If you leave all moral premises at the door, there are no more “legal obligations” besides what people successfully enforce on one another. An unenforced “legal obligation” makes as much sense as a “legal loophole” or “the spirit of the law”. In real life, of course, people make codes and statutes etc. for a variety of reasons (it usually involves moral beliefs, so arguing against laws and the likes on moral grounds is perfectly cogent, especially once you’ve abandoned any moral attachment to written laws for their own sake), and it usually involves the expectation that it ought to be (and generally will be) successfully enforced. But motivations and expectations aside, there is only the law of the jungle.
Hume:
Well, I know that they say that, but saying that you reject any connection between legal obligation and moral obligation is not the same thing as actually giving an account of legal obligation without “smuggling in” moral principles. The point of calling it “smuggling,” after all, is to say that the importation is concealed rather than explicitly acknowledged, and it’s not uncommon, you know, for a philosopher’s arguments to tacitly rely on premises which the philosopher would not explicitly acknowledge, or would even, if asked, try to deny.
Hence my question, “how does legal positivism smuggle in moral premises?”. Simply asserting that this is so completely ignores all of the arguments to the contrary. So a theory that asserts legal obligation exists e.g., only in case of a command of sovereign (by definition backed by threats) seems devoid of any moral premises to me. Now, one can quibble with much of Austin, but I do not think he is guilty of smuggling in moral premises.

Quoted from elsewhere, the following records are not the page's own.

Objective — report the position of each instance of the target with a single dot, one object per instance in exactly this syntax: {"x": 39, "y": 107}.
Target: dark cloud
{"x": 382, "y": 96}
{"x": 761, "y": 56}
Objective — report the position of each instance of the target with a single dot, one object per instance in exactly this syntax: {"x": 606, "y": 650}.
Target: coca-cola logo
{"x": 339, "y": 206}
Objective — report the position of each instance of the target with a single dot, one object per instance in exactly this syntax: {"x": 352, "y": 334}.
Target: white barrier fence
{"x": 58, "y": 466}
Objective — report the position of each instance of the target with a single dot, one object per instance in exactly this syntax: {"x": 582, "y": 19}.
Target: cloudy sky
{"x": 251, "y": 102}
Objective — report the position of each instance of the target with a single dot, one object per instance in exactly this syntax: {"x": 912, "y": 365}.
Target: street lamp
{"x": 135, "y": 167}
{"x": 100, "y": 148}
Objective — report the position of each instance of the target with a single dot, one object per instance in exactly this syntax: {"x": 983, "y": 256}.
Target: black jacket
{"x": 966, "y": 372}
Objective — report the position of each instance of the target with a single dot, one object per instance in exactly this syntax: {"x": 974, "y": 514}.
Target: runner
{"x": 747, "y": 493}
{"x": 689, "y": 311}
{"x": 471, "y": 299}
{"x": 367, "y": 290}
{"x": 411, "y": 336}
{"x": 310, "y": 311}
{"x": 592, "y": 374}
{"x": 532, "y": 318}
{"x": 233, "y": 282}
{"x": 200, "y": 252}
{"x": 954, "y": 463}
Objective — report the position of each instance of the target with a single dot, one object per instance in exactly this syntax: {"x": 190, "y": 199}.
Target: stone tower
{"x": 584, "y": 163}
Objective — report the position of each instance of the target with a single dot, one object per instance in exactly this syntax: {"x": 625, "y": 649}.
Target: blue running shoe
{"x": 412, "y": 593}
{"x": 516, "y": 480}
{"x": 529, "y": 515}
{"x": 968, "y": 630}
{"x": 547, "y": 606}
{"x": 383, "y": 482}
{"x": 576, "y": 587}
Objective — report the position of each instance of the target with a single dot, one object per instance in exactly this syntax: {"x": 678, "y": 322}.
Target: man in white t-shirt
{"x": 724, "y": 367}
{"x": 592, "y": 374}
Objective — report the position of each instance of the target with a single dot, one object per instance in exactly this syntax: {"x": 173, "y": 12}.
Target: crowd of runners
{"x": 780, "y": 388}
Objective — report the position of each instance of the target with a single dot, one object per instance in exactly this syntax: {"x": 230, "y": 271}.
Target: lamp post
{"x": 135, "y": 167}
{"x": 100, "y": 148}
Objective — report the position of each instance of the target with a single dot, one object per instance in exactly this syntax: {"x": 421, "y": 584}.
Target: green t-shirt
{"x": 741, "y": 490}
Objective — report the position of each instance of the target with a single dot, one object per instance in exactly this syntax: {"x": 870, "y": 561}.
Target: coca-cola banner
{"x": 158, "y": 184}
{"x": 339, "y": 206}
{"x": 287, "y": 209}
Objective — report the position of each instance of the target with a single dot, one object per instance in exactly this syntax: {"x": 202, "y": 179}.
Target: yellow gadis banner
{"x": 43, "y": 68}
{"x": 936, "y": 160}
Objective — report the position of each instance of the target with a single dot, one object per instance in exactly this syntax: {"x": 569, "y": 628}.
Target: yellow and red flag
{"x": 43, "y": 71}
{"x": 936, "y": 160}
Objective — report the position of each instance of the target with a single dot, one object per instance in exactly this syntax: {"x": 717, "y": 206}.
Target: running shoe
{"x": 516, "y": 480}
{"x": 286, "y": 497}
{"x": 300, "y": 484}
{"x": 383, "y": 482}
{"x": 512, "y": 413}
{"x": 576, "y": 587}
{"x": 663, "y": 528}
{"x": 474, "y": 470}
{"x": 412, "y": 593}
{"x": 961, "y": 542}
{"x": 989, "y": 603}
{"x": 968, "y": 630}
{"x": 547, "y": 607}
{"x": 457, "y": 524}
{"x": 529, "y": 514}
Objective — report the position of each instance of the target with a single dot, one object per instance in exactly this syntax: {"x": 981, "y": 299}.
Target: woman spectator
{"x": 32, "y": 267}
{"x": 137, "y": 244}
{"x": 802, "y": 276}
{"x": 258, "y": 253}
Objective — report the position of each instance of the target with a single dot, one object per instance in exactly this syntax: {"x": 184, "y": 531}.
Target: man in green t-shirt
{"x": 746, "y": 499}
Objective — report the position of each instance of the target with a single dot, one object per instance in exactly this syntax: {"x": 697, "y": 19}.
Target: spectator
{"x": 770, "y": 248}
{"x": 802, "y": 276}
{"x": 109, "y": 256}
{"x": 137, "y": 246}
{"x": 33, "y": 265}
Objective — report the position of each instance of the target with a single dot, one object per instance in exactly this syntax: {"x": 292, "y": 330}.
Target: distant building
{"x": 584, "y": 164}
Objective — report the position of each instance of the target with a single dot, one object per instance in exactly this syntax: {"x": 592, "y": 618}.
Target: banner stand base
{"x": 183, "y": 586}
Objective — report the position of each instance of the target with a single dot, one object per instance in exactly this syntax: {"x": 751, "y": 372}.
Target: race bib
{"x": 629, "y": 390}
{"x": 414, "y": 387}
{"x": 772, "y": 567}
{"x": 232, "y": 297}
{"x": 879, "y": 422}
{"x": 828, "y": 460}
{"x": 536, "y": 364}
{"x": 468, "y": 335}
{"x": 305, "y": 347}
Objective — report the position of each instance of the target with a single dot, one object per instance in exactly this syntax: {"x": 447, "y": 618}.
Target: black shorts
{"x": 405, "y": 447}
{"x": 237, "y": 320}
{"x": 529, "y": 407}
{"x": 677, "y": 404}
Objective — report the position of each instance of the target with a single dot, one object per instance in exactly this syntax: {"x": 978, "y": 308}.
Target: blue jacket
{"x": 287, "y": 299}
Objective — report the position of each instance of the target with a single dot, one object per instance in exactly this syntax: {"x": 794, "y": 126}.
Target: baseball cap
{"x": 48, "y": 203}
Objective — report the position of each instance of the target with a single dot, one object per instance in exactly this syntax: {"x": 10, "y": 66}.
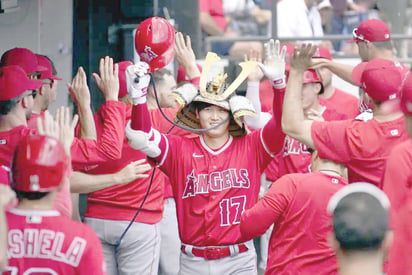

Second, I will not defend here the possibility of making statements of legal obligation that nevertheless does not thereby express moral approval of the law. I do not think arguments to the contrary are even remotely plausible. An anarchist who rejects the legal system can nevertheless state without contradiction “you have a legal obligation to obtain a license before owning/operating a barber shop.”
““you have a legal obligation to obtain a license before owning/operating a barber shop.””
But within that framework all that the sentence means, is than some group of people that by whatever method has obtained impunity) will harm or threaten to harm you (infact has already implicitly threatened you) if you don’t secure thier approval and permission before cutting someone elses hair in return for money.
If such is your position then you should find a way to say it without the word “obligation”, a word which signifies something to be done, a word which is strongly linked with moral denotations.